利益が潤沢にあること、そして長らく愛され使ってもらうことが重要となるインフラ企業であることから、NTTドコモは環境問題に独自の取り組みを続けています。
自社事業における環境問題への取り組み

企業における環境問題への取り組みは、環境保護団体に寄付金を出せばよい、というものではありません。NTTドコモグループ全体として、日々の業務において、環境への負荷を軽減するための活動を考え、業務の流れを変え、業者を選定また変更していく、という継続的な努力を行っています。
まずドコモが行っているのは、太陽光発電のためのパネルの設置、ならびLED照明の導入です。どちらも節電を目的に行われており、2016年3月時点で、太陽光発電パネルは70店舗、そしてLED照明の導入は2,000店舗で行われています。
太陽光で発電した電力を店舗の中で使っているのか、それとも政府の「固定価格買取制度」で売却しているのかは不明です。かなりの導入金額がかかる太陽光パネル導入、これも巨額の利益があるからこそできることですね。

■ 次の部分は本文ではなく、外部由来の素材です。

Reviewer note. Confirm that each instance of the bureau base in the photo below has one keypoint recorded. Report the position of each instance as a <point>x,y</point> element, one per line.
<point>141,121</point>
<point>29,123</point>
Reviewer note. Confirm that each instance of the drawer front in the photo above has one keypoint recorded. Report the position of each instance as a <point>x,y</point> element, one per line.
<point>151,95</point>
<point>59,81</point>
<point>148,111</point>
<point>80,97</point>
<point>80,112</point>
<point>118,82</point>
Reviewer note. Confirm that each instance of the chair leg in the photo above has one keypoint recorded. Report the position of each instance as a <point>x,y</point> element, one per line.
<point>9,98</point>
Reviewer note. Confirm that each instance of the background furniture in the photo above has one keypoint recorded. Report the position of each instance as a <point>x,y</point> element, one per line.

また、LED照明も、投資の回収には数年はかかるのが一般的です。これも照明を1個、2個交換するわけではないので、相当な金額がかかっているはずです。2000店舗ということは、NTTドコモのショップの大半ということになります。規模が違いますね。
次に、サイクルシェアリングシステムの提供があります。これは、将来の事業化、またはIoT (Internet on Things、モノのインターネットへの接続) 事業のためのデータ収集という目的がありますが、自転車は排気ガスも不要で地球にやさしいので、一石二鳥と言えるものです。

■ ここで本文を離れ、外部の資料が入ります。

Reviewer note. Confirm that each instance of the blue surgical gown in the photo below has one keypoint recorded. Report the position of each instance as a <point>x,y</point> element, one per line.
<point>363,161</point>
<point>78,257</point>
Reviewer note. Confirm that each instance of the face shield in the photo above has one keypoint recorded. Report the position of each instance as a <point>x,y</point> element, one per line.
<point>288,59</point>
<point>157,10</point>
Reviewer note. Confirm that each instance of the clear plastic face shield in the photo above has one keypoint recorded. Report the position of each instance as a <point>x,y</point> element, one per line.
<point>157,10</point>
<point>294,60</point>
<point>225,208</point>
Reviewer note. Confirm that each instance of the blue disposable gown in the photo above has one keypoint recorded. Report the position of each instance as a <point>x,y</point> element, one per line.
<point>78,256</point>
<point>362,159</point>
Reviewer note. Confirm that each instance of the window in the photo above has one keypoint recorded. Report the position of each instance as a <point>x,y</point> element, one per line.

最後に農業分野です。農業におけるIT導入はこれまで遅れているとされていましたが、通信機器の小型化により、多くの企業がチャンスを見出して参入しています。ドコモは「スマート農業」という名前で、「農作業記録」「作物管理」「水田管理」「リモートカメラ」「畜産管理」等を統合的に行うためのサービスとデバイスを提供しています。効率的な農業が実現するということは、同じ土地から多くの収穫があがる、少ない肥料で生産できるといった効果があり、地球環境にも、農家・畜産業者にも、そしてNTTドコモのビジネスにもメリットがあります。
携帯電話の下取り・リサイクル

NTTドコモでは、携帯電話やスマートフォンを下取りしています。例えば、2年間使ったiPhoneを持って行って、新しいiPhoneを購入するとき、古いiPhoneを数千円から数万円で下取ってくれます。このプログラムにより、あなたが使っていたiPhoneが「中古iPhone」として、主に海外で新たに使われることになります。ごみにならずに再利用されるので環境にやさしく、そしてあなたも下取りを行うことで下取り金額が割引になる、というみんなが得する制度です。

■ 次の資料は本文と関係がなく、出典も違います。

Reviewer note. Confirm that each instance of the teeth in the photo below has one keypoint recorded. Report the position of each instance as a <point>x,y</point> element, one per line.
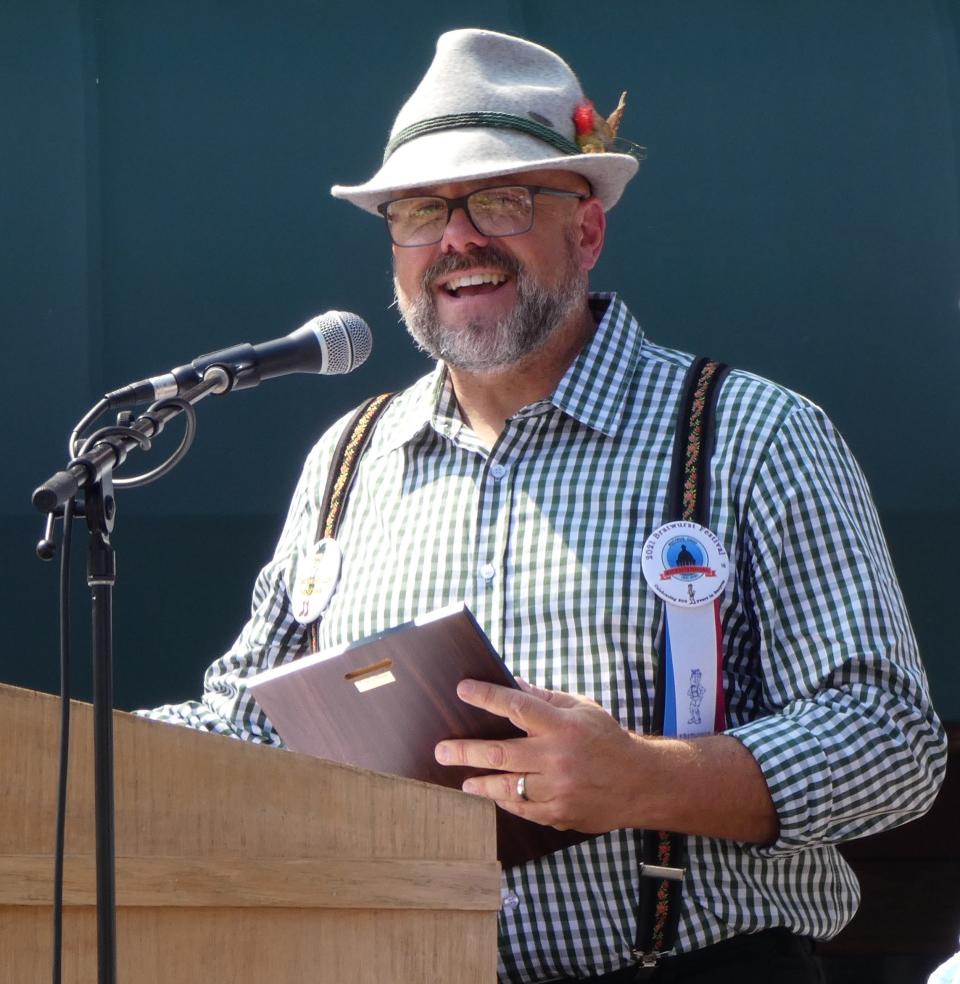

再販価値がない携帯電話・スマートフォンについては、NTTドコモショップで回収を行っています。みなさんは「都市鉱山」という言葉を聞いたことがあるでしょうか。スマートフォン、携帯電話、パソコンといった電子機器には多くの貴重な金属が使われています。これらを取り出して加工すると、再び金属として使える形になります。「鉱山ではなく、都市に金属が埋まっている」ことから、都市鉱山と呼ばれています。ドコモは年間400万台前後の携帯電話・スマートフォンを回収しており、再び資源として利用されています。
社員による環境保護活動

NTTドコモは、本社は東京ですが、北海道から沖縄まで全国各地にショップや営業所があります。よって、全国のNTTドコモグループの社員が環境保護活動できるように、全国49箇所に「ドコモの森」を設置しています。育った樹木を伐採し、新しく木を植える活動を行うことで、山や森林が適切に保たれ、災害を防ぐ役割を発揮してくれるのです。
環境保護団体に寄付金だけ出して、「環境保護活動をしています」というよりは、グループの社員の幅広い協力で環境保護がなされているという取り組み、とても素敵だなと思います。
NTTドコモの環境保護活動は、会社が大きく、そして利益も潤沢であることから、とても大きな規模で行われています。もちろん、小さい会社やご家庭がこうしたことを同じように行うことはできませんが、「こういうことであれば、自分もできそうだ」という点があれば、ぜひ皆さんの会社や家庭で取り入れて行ってみてください。小さな努力の積み重ねが、大きな違いを生むのです。